I believe that I need to use the product rule and chain rule.
Here's what I did.
$$f'(x) = (2x+5)^2[3(x^2+1)^2(2x)] + (x^2+1)^3[2(2x+5)2]
\\ = (2x+5)^2(6x(x^2+1)^2)+4(2x+5)(x^2+1)^3
\\ = 6x(2x+5)^2(x^2+1)^2+4(2x+5)(x^2+1)^3$$ 
That is what I have.
But the problem is, the answer book says that the answer is,
$$2(x^2+1)^2(2x+5)(8x^2+15x+2)$$
Since the answer book has been wrong few times, so I checked the answer with a calculator.
The calculator showed the same answer.
Then I used another calculator (which showed some steps), showed my answer.
The calculator showed, 
Which answer is correct?? Or are they just equivalent answers??
If I did wrong, what was the problem??
Can it be factorized? How?
Thank you
 A: Factor out common terms:
$$ 6x(2x+5)^2(x^2+1)^2+4(2x+5)(x^2+1)^3 = 2(2x+5)(x^2+1)^2(3x(2x+5) + 2(x^2 + 1))$$
Simplify to get $$2(2x+5)(x^2+1)^2(6x^2+ 15x + 2x^2 + 2)= 2(2x+5)(x^2+1)^2(8x^2+ 15x + 2)$$
The text book is correct, AND your work was fine (take comfort in that). It was just a matter of simplifying your work through factorization. 

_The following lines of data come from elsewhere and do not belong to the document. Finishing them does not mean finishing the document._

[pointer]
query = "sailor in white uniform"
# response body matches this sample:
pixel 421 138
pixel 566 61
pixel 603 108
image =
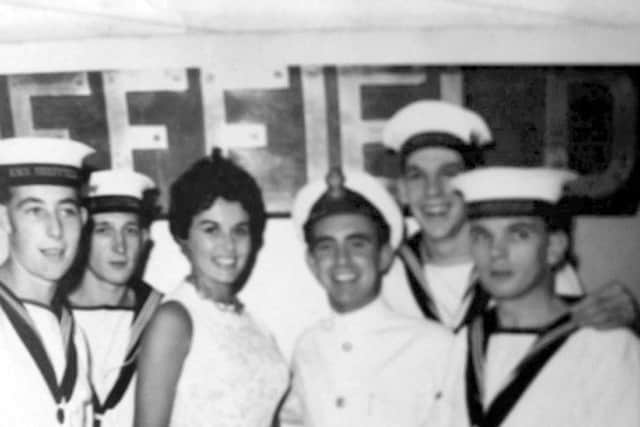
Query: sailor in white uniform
pixel 43 357
pixel 365 365
pixel 110 303
pixel 434 276
pixel 526 361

A: This is typical case where logarithmic differentiation makes life easy. $$f(x) = (x^2 +1)^3 \times(2x+5)^2$$ $$\log\big(f(x)\big)=\log(x^2+1)^3+\log(2x+5)^2=3\log(x^2+1)+2\log(2x+5)$$ Now, differentiate both sides $$\frac{f'(x)}{f(x)}=3\times \frac{2x}{x^2+1}+2\times\frac{2}{2x+5}$$ Now, reduce to same denominator $$\frac{f'(x)}{f(x)}= \frac{6x(2x+5)+4(x^2+1)}{(x^2+1)(2x+5)}=\frac{16 x^2+30 x+4}{(x^2+1)(2x+5)}=2\frac{8 x^2+15 x+2}{(x^2+1)(2x+5)}$$
Multiply now both sides by $f(x)$ and simplify to get $$f'=2(8 x^2+15 x+2)(x^2+1)^2(2x+5)$$ which is the answer from the book.

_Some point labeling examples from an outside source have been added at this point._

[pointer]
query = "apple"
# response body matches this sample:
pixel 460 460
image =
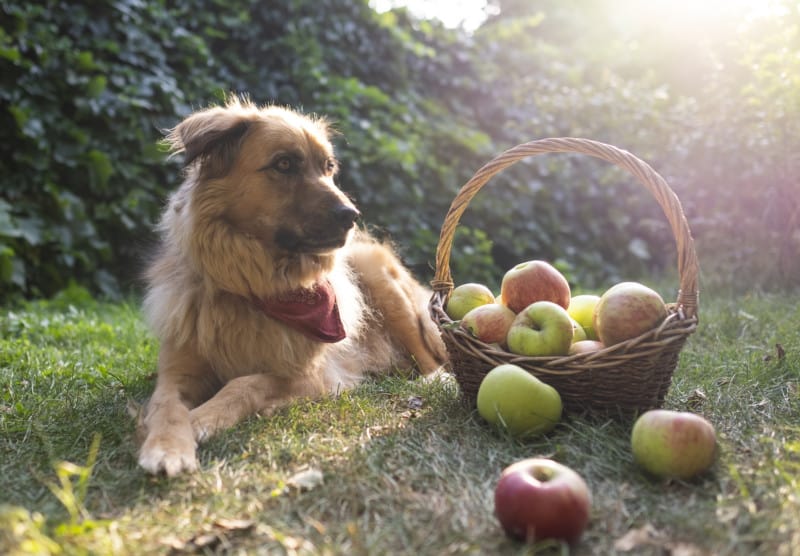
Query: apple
pixel 585 346
pixel 466 297
pixel 578 333
pixel 533 281
pixel 489 323
pixel 511 398
pixel 627 310
pixel 670 443
pixel 541 329
pixel 581 308
pixel 538 498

Do you find this way easier ? 
A: Factor out common terms:
$6x(2x+5)^2(x^2+1)^2+4(2x+5)(x^2+1)^3=2(2x+5)(x^2+1)^2[3x(2x+5)+2(x^2+1)]=$
$$2(2x+5)(x^2+1)^2[6x^2+15x+2x^2+2]=$$
$$2(2x+5)(x^2+1)^2(8x^2+15x+2)$$
both the textbook and you are correct.